The first changes in the immigrant are more or less superficial, relating to dress,


( 44) manners, and the other signs which will betray him as a " greenhorn." But deeper changes come rapidly, more rapidly than we appreciate. Document 30 shows their nature. Usually parents complain of the rapid changes in children, but in this case it is the reverse:

30. I have just taken my wife and child off Ellis Island. The child is five years old. Three years ago I left him at home, where he was reared by my wife's pious parents. Now the little fellow is the defender of God and rebukes me.

He, continually questions his mother as to why I eat uncovered, why I do not wash before eating, why I do not make a brochoh [short prayer]. He says to her, "Father is a Gentile."

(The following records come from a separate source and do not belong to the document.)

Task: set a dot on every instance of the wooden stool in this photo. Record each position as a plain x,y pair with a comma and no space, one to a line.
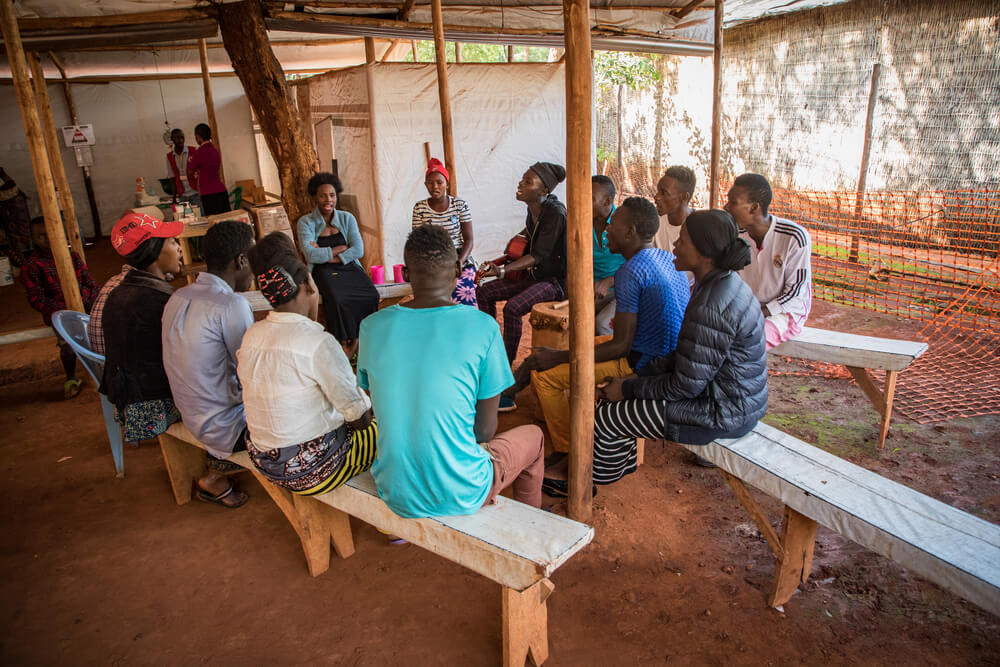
550,325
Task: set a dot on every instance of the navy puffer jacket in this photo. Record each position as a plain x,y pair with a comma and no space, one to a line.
715,383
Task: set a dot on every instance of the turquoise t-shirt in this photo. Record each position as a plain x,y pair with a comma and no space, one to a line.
605,261
426,369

Upon my question as to why it is prohibited to do the above things he replies that God will punish. He will make me ill and I will be tortured in hell. Grand-father, he says, told him so. I attempted to convince him that his grandfather was joking, but he refuses to believe it. He says that God is listening to our conversation through an angel. Once I asked him to remove his cap, but he only did it because he feared me, and began to cry bitterly and became agitated. In short, he is very far from me. He is afraid of me. He cries and tells his mother that father is a Gentile. He wants no Gentile for a father! .. .

How may the poisoned root of fanaticism be torn out of the child's heart.[1]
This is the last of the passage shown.